Ma è sull’uscita di scena di Mujica che si è concentrata l’attenzione di queste elezioni. Personaggio-simbolo molto più all’estero che in patria, l’ex alto dirigente dei Tupamaros, il movimento guerrigliero che negli anni Sessanta tentò di imporre il socialismo in Uruguay attraverso la via armata, ha vissuto il suo mandato presidenziale all’insegna della sobrietà, dell’umiltà e dell’austerità. Un uomo qualsiasi nel vero senso della parola. Niente cravatta, né abiti scuri, niente scorta, a parte la sua fedelissima cagnolina zoppa, né conto in banca. La sua casa di campagna, con l’orto e circondata dai fiori che lui stesso coltiva, non l’ha mai lasciata. Del suo stipendio presidenziale, circa 10mila dollari, tratteneva per sé il minimo indispensabile: 800 dollari. Tutto il resto lo versava a un’istituzione impegnata nello sviluppo delle aeree rurali più povere. «Questi soldi, anche se sono pochi, mi devono bastare perché la maggior parte degli uruguaiani vive con molto meno» amava ripetere. In un’intervista alla Bbc dichiarò: «Mi chiamano il presidente più povero, ma io non mi sento povero. I poveri sono coloro che lavorano solo per cercare di mantenere uno stile di vita costoso, e vogliono sempre di più. E’ una questione di libertà. Se non si dispone di molti beni allora non c’è bisogno di lavorare per tutta la vita come uno schiavo per sostenerli, e si ha più tempo per se stessi». In un altro discorso, pronunciato alla Conferenza delle Nazioni Unite sullo Sviluppo Sostenibile, citando Epicuro e Seneca aggredì così lo sviluppo insostenibile del Pianeta: «Lo sviluppo non può essere contrario alla felicità. Deve essere a favore della felicità; dell’amore sulla Terra, delle relazioni umane, dell’attenzione ai figli, dell’avere amici, dell’avere il giusto, l’elementare. Perché è questo il tesoro più importante che abbiamo: la felicità!». E di felicità se ne intende un uomo che ha trascorso 12 anni in carecere, la maggior parte dei quali in isolamento.

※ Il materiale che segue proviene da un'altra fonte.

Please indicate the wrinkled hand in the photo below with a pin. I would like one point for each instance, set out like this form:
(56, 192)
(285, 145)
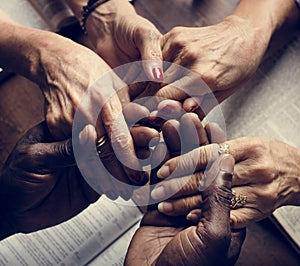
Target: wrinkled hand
(266, 171)
(224, 55)
(161, 241)
(40, 185)
(121, 36)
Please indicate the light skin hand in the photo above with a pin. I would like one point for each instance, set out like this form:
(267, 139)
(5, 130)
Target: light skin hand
(159, 240)
(41, 185)
(64, 70)
(266, 171)
(224, 55)
(121, 36)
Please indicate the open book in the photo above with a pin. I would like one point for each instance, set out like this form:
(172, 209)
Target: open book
(51, 15)
(82, 240)
(269, 106)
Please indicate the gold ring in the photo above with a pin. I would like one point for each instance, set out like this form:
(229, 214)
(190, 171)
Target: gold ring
(223, 148)
(100, 142)
(237, 201)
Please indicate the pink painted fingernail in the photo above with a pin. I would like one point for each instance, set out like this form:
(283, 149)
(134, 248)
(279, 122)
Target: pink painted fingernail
(157, 121)
(157, 74)
(158, 193)
(139, 178)
(165, 207)
(163, 172)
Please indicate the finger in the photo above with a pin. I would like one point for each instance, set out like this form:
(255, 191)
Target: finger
(171, 136)
(50, 156)
(148, 42)
(135, 89)
(192, 103)
(185, 85)
(215, 133)
(143, 154)
(121, 141)
(97, 174)
(192, 132)
(180, 206)
(217, 200)
(169, 109)
(134, 112)
(177, 187)
(144, 136)
(155, 218)
(195, 160)
(259, 205)
(155, 120)
(194, 216)
(242, 217)
(237, 240)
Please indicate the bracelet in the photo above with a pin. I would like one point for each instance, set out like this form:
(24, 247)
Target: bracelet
(87, 10)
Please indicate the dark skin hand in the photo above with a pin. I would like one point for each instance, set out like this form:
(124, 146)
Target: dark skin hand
(166, 241)
(41, 185)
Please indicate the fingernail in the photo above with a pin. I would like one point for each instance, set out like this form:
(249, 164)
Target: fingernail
(157, 121)
(165, 207)
(163, 172)
(158, 193)
(139, 178)
(226, 164)
(193, 108)
(192, 217)
(83, 138)
(111, 194)
(154, 141)
(157, 73)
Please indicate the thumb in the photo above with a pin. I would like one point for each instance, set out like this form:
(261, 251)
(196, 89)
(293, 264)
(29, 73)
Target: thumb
(217, 199)
(148, 42)
(51, 155)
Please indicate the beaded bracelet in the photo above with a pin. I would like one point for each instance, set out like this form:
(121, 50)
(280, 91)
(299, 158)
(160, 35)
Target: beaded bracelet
(89, 8)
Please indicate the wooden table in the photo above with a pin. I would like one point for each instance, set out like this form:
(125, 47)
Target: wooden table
(21, 106)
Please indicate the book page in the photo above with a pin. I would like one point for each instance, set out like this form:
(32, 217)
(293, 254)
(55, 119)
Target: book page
(289, 218)
(56, 12)
(115, 254)
(22, 12)
(74, 242)
(269, 106)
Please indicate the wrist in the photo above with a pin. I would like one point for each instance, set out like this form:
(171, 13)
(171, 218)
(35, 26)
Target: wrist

Se ne va, a 79 anni, il presidente “più povero del mondo” lasciando dietro di sé un Paese in salute che mai come in questo periodo è stato fonte di attrazione di investimenti esteri. Se ne va dopo aver “seminato” le sue rivoluzioni sociali: depenalizzazione dell’aborto (nel 2012), matrimoni gay (2013) e legalizzazione della marijuana (approvata ma entrerà in vigore nel 2015). Se ne va, come era arrivato, nel silenzio della sua umiltà.